We do lots of things in trying to support the patients, but in reality not much is helpful. Survival seems to be random, which is hard on the scientific ego. We want to “know” that the care we provide is working and helpful.
But that knowledge evades us most of the time.
She was 96 years old, living in an assisted living center with her husband. I still remember seeing her and her husband in the office — they would hold hands while they waited for me to show up. They held hands for the 20 some years that I provided their primary care.
I had seen her through lots of the ravages of aging ... her osteoporosis-induced fractures and bending of her spine ... her fall and resultant hip fracture ... the subsequent rehab to learn to walk without being fearful ... and then the slow and steady loss of memory and ability to follow my conversations. She did all of this before my eyes.

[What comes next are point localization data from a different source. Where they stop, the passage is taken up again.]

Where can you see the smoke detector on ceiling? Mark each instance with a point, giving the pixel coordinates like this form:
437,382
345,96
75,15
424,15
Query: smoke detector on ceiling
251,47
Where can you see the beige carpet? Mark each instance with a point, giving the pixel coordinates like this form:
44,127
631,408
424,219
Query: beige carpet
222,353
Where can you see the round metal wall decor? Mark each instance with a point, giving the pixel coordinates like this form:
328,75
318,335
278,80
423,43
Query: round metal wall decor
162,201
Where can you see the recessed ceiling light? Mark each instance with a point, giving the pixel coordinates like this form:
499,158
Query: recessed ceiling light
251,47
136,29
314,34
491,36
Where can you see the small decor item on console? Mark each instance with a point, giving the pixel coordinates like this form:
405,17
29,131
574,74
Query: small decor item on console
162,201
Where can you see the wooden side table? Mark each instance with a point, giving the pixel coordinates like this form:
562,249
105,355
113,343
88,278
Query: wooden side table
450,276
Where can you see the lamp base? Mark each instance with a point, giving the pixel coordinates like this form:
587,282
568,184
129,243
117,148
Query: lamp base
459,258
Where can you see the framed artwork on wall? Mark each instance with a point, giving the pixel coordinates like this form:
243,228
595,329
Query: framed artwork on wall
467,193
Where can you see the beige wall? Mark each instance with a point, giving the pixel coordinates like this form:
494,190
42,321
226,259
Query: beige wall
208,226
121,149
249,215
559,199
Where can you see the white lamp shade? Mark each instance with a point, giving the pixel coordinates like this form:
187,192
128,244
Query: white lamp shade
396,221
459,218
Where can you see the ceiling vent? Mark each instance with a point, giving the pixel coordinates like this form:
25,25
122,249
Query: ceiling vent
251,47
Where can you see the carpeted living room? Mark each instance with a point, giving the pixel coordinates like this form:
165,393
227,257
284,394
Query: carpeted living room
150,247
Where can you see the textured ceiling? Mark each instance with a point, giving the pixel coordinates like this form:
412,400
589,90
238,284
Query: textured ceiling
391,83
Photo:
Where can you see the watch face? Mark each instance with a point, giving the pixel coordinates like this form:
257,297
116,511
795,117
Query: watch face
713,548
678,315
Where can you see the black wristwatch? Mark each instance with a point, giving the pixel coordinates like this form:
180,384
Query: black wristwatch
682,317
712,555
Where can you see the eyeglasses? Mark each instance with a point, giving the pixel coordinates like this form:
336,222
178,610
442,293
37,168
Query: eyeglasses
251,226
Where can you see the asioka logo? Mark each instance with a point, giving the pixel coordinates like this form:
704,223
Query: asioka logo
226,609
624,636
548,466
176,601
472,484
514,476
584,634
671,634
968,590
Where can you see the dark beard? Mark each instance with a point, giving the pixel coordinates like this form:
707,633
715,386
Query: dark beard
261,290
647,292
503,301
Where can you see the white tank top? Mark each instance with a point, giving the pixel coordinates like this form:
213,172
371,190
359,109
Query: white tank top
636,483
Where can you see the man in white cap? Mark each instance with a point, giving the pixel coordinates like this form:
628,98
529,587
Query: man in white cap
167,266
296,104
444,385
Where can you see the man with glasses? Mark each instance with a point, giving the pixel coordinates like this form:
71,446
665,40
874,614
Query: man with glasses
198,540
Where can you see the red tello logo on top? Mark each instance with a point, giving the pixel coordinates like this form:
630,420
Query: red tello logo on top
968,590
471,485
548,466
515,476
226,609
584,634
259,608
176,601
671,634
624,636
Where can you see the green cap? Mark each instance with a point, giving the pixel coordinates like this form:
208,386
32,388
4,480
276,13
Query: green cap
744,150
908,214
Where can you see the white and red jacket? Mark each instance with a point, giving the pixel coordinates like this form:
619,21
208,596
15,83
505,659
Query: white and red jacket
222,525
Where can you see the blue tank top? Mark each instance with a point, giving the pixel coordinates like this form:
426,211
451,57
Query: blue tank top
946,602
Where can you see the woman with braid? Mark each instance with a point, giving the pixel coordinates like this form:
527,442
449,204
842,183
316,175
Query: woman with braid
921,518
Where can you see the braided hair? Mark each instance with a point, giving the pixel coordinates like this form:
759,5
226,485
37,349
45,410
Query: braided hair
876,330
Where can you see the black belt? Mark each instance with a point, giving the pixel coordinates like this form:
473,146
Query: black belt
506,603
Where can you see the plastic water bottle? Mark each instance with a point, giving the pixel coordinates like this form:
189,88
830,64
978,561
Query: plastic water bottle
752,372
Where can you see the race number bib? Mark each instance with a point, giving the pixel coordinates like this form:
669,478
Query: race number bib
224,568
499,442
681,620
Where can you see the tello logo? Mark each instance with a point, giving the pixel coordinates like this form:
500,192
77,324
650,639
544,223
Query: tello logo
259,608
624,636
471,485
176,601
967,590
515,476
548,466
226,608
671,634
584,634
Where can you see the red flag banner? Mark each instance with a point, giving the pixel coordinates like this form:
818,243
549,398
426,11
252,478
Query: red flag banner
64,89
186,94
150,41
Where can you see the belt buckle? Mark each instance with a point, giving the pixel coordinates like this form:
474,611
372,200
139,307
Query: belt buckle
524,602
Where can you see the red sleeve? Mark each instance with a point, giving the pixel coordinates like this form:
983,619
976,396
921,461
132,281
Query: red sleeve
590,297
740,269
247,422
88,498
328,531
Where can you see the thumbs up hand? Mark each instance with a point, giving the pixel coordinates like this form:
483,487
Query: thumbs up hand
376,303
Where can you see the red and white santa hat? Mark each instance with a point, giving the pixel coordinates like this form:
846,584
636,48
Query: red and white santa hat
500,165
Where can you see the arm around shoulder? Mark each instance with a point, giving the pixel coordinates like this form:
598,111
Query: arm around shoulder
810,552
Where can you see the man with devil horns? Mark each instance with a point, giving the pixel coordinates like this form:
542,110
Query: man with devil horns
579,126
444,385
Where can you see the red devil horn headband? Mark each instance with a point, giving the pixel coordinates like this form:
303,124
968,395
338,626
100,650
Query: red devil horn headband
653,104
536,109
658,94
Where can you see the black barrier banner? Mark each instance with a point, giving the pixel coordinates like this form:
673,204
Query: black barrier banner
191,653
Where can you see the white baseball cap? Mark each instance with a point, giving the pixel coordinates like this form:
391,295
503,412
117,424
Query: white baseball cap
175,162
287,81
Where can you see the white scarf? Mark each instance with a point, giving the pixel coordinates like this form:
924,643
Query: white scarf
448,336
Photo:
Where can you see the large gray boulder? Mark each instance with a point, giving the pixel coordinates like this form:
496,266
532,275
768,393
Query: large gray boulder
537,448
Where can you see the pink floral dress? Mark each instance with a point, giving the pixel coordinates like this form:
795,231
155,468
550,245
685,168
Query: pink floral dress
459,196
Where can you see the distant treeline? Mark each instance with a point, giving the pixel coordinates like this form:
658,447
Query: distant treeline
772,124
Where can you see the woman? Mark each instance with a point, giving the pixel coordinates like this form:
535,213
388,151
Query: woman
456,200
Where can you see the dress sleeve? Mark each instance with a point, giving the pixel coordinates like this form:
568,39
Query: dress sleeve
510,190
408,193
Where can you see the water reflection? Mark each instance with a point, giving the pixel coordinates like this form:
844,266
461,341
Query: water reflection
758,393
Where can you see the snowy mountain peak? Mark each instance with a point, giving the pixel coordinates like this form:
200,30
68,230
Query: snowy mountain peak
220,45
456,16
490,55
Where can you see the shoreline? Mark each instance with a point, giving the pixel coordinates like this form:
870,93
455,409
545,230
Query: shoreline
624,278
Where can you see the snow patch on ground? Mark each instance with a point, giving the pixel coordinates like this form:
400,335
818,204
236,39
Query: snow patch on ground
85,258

And through it all, she dutifully cared for her husband. Then he fell and fractured his neck — one of those non-surgical fractures where you are required to wear a neck brace for weeks. He was in the nursing home, and she could not see him because of the COVID visitation restrictions.
She comes to the emergency room with fever. Turns out it was a urinary tract infection and not the dreaded COVID. So she was admitted and managed with antibiotics and fluids and got to go back to assisted living. Her COVID test was negative on admission to the hospital, her COVID test was negative as she went back to assisted living.
Then five days later she shows up at the ER once again — with fever and myalgia and difficulty breathing — and the third COVID test is positive. She is admitted and managed as best we could ... and then there is the call from the nursing home that her husband has died in his sleep.
With whom would she hold hands?
With whom would she share the remaining pilgrimage of life?
Married 70 some years, and now he’s gone. She tells me that she needs to get out of the hospital and take care of the arrangements. There are issues that must be managed, she is the one that needs to do this.
I remind her that she has COVID and will need to be isolated until her testing is negative. This requires that she be transferred to another nursing home, one that deals only with COVID. Her caregivers are strangers, they are masked and gowned and wear surgical gloves any time they touch her.
And she does not have her husband any longer. She cannot go to the memorial service. She is quarantined, and she just fades into history overnight. And then dies alone, dying isolated.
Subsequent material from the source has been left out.